Vinyl snapped her body straight, digging in all four hooves and clamping her jaws tight as she arched her neck. Vellum’s body, smaller than her own and already strained tight in her grip, tore across the middle, spilling viscera onto the concrete floor. She had time to look surprised before, with a wet popping crunch, her head came away from her neck.

NO!”

Vinyl tossed her head, releasing the skull with its frothy, bouncing curls to be swept up be the maelstrom of her own magic. She spat out the blood still in her mouth and leapt free of the eviscerated corpse, clutching her chest wound with one forehoof. Every breath was a gloopy wheeze and the crunching sensation when she moved was nauseating.

Yet there was no time to focus on her injuries. She felt and heard Voron’s attack but had no time to react before he struck.

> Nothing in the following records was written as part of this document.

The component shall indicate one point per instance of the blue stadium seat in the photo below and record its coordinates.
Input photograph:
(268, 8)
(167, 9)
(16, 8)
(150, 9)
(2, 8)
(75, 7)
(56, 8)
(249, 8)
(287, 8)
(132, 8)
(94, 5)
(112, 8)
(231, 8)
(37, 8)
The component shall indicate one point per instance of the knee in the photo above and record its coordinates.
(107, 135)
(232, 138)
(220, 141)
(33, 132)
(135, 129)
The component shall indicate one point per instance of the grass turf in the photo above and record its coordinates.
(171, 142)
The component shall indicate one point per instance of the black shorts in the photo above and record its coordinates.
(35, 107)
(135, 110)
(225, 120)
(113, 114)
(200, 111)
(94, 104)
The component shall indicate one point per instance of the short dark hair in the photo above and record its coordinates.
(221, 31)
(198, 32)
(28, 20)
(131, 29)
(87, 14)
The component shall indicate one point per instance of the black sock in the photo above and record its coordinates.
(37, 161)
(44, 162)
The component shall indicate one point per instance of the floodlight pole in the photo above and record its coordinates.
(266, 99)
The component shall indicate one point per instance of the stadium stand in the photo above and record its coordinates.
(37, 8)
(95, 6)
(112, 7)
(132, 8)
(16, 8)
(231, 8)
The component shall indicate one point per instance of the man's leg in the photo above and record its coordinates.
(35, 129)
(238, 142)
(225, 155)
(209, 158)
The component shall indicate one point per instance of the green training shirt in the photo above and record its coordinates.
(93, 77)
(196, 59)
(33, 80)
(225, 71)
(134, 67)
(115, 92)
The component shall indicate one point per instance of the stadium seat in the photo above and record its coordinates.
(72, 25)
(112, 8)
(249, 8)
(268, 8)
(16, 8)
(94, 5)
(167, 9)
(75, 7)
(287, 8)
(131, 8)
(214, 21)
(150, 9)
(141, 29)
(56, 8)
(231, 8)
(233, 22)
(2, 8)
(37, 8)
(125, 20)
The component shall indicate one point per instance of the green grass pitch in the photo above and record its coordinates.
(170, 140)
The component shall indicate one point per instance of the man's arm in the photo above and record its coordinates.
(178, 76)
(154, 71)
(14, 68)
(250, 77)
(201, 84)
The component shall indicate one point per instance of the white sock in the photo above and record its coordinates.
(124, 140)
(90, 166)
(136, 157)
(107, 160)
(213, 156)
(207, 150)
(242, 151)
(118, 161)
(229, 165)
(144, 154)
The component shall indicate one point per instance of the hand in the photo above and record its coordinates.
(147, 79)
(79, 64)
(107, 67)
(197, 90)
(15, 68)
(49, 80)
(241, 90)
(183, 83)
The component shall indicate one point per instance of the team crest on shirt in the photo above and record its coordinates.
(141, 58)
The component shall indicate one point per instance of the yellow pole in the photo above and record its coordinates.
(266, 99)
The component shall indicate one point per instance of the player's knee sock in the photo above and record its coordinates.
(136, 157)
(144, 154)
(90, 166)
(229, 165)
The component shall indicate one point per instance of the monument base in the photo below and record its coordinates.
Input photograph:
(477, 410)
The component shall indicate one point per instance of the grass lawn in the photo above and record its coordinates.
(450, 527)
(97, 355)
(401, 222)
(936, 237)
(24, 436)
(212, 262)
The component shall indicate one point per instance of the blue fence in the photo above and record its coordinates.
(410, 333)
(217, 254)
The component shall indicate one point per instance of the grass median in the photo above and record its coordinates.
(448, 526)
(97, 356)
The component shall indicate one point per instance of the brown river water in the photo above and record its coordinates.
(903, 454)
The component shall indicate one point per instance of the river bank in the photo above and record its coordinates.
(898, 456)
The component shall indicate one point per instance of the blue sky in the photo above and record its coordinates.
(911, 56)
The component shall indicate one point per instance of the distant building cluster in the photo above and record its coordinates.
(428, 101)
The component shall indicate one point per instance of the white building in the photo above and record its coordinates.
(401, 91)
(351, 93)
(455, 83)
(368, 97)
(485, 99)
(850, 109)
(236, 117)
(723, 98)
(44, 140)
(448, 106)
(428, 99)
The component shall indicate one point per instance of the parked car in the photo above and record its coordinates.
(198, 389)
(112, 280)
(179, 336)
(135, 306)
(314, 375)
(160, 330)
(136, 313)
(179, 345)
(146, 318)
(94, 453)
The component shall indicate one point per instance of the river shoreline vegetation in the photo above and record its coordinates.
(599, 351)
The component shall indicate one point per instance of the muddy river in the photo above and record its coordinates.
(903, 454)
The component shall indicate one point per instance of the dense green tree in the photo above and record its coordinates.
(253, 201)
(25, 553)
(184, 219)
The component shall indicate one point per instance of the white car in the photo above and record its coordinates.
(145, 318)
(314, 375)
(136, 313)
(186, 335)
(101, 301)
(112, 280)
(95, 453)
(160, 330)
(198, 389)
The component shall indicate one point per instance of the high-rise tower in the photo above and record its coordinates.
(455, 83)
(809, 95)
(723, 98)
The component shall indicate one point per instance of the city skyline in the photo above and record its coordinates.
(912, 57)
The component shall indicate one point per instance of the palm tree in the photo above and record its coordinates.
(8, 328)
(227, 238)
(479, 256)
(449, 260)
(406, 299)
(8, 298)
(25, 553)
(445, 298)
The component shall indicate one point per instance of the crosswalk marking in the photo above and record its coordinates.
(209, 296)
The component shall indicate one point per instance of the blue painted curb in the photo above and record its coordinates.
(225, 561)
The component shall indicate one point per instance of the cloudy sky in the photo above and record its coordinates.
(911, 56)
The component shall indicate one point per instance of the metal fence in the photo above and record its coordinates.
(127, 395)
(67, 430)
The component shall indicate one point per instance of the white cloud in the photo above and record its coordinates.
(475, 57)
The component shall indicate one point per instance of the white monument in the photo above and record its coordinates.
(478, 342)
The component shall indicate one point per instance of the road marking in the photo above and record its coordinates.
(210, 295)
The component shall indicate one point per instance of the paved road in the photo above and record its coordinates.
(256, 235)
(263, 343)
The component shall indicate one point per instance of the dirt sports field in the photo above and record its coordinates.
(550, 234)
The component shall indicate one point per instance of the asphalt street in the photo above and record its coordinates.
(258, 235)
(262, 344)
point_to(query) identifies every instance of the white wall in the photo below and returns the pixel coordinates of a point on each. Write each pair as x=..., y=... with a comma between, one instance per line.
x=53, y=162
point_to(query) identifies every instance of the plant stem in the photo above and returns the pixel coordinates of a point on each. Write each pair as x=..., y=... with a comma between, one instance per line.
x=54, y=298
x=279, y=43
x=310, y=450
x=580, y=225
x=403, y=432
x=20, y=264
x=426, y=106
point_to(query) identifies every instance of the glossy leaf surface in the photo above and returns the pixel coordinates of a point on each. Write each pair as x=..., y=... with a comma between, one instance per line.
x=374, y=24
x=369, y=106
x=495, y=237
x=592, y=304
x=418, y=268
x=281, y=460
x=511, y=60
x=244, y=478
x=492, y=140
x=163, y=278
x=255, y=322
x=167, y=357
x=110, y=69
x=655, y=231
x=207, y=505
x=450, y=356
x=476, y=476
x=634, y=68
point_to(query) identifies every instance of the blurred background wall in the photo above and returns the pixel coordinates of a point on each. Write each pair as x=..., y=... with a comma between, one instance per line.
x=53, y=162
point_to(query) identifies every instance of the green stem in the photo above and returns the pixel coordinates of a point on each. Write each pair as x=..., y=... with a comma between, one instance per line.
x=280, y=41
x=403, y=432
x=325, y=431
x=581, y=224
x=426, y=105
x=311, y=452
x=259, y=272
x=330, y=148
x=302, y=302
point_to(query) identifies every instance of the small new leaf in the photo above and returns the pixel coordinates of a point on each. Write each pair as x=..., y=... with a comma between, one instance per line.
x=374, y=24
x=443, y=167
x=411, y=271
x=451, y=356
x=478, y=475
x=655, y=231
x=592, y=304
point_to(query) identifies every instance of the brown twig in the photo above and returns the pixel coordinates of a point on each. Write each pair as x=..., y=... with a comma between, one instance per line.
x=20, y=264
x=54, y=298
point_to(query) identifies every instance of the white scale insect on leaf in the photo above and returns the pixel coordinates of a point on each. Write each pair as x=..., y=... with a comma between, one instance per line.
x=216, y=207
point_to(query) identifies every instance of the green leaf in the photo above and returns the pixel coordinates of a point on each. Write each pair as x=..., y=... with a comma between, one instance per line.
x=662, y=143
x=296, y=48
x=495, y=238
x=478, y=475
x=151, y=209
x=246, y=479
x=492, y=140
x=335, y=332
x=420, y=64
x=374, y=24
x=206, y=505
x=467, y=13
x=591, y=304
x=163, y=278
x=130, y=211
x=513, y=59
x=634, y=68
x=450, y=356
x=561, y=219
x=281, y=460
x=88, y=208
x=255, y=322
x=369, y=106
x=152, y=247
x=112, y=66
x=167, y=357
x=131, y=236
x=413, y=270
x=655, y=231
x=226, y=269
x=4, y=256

He cannoned into her from behind like a runaway carriage. What should have laid her flat instead sent them sprawling as she deftly turned it into a roll. He tried to get a grip under her chin from behind but she bit down hard on one, cracking the hardest part of the hoof but missing the soft, blood-rich frog at the centre. He snarled right into her ear. She scrambled, trying to get her hooves under her so she could buck him off, or at least keep him away from the side of her exposed neck. She brought her up sharply, trying to crush his face, but the impact only succeeded in giving him extra momentum to tear off her ear. Pain radiated through her skull, momentarily blotting out all else, right when she needed all her senses.

No! I won’t die like this!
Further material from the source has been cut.